Readers, this Fall Break was amazing – filled with family, friends, and birthday fun (October 1 was my birthday)! However, probably the biggest highlight of break for me wasn’t the birthday carrot cake my mom got me or that I got to see my Golden Retriever, it was that I cut my hair.
I really started to feel God weigh my hair on my heart at the beginning of this semester. Let me give you all a little background on the life of my hair: I was three years old the last time it was just below my ears, and my summer “haircut” every year consisted of getting 1/4th of an inch cut off for dead ends. I’ve always had long hair and I’ve always loved it. Truthfully, the thought of cutting it all off was terrifying until recently. Because, if there was one feature I could always rely on, it was my hair. My face may have sprouted a zillion pimples and my eyebrows might not have been combed down from the previous night’s sleep, but my hair always looked good. Even if I just rolled out of bed, I was blessed with good hair. Long good hair. And I was scared to lose that.
And so my hair became my security blanket. Unfortunately, because it was my security blanket, I grew an unhealthy attachment to it. It turned into something I put a lot of time into – time I should’ve spent doing other things. My hair became my beauty standard for myself. Every day I would look in the mirror and know that I had at least my hair to keep me looking good in candid photos, should any be taken. I’ve come to realize that’s how I wanted people to know me, and I was totally living into that. I don’t want people to know me for my faith or my passions or my smile, but my hair. How materialistic is that?

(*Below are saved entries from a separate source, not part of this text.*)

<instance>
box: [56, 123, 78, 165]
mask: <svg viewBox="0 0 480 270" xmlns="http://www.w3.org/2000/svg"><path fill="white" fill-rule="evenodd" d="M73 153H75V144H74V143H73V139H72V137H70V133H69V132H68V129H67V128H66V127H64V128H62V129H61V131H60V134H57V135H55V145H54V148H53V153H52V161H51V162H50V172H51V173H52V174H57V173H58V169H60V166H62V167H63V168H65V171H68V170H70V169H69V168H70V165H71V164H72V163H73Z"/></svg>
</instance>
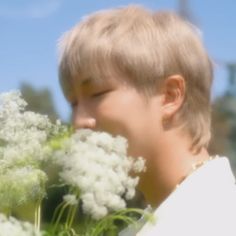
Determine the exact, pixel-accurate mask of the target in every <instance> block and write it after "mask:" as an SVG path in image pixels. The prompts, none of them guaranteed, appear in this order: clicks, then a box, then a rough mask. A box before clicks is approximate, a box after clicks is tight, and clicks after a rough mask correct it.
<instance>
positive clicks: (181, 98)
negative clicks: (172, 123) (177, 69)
mask: <svg viewBox="0 0 236 236" xmlns="http://www.w3.org/2000/svg"><path fill="white" fill-rule="evenodd" d="M185 91H186V85H185V80H184V78H183V77H182V76H181V75H172V76H169V77H168V78H167V79H166V80H165V81H164V82H163V87H162V95H163V100H162V111H163V112H162V114H163V119H165V120H170V119H172V118H173V116H174V115H175V114H176V112H177V111H178V110H179V109H180V107H181V106H182V104H183V101H184V98H185Z"/></svg>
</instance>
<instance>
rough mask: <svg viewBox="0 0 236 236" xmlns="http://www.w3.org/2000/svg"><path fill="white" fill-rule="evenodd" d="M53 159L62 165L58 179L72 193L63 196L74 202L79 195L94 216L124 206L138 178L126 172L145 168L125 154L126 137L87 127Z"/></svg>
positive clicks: (117, 210)
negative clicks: (67, 194) (71, 191)
mask: <svg viewBox="0 0 236 236" xmlns="http://www.w3.org/2000/svg"><path fill="white" fill-rule="evenodd" d="M57 162H58V163H59V164H60V166H61V167H62V170H61V172H60V178H61V180H62V181H63V182H64V183H65V184H67V185H69V186H71V188H72V189H73V191H72V192H73V194H74V195H73V194H72V195H69V196H66V197H65V198H64V200H65V201H67V202H68V204H72V203H73V204H74V203H76V198H77V197H79V198H80V199H81V200H82V202H83V204H82V207H83V210H84V212H85V213H87V214H89V215H90V216H91V217H92V218H93V219H96V220H98V219H101V218H102V217H104V216H106V215H107V214H108V213H109V212H112V211H118V210H121V209H124V208H125V207H126V202H125V199H131V198H133V197H134V194H135V187H136V185H137V183H138V180H139V177H138V176H136V177H131V176H130V175H129V174H130V172H133V173H139V172H141V171H143V170H144V168H145V166H144V164H145V162H144V160H143V159H142V158H137V159H134V158H131V157H128V156H127V140H126V139H124V138H123V137H120V136H117V137H112V136H111V135H109V134H107V133H104V132H93V131H91V130H89V129H83V130H80V131H78V132H76V133H75V134H73V135H72V136H71V138H70V139H68V140H67V141H65V143H64V148H63V149H62V150H60V151H58V153H57Z"/></svg>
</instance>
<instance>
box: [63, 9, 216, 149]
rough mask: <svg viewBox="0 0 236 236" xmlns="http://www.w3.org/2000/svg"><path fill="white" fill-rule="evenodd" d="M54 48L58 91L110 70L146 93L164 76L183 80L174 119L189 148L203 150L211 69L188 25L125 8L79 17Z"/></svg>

And so I decided to chop. More accurately, donate. I realized when the summer came to a close, I was so tired of worshiping my empty beauty standard, and decided to worship a God that was more fulfilling. He provides and filled me right up with His enduring word. I lost the attachment to my hair and haven’t given it a second thought since. I looked up hair donation agencies and decided to give my hair to the Pantene Beautiful Lengths program. My 8-inch pony tail that I donated will join 8 others in making a wig for a cancer patient – 8 for 8 – and gives it to them absolutely free.
It’s going to take some getting used to, but my new short hair has given someone with no hair hope, and that’s the best feeling.
Until next time readers!
Questions about what I wrote or want to talk about what I did? Check the bio and lets talk 🙂
You are very courageous and I’m glad you realized that your hair was not what makes you beautiful. It’s just icing on the cake – a funny, talented, smart & joy-filled cake!
You ROCK, dear one! So SO proud of you!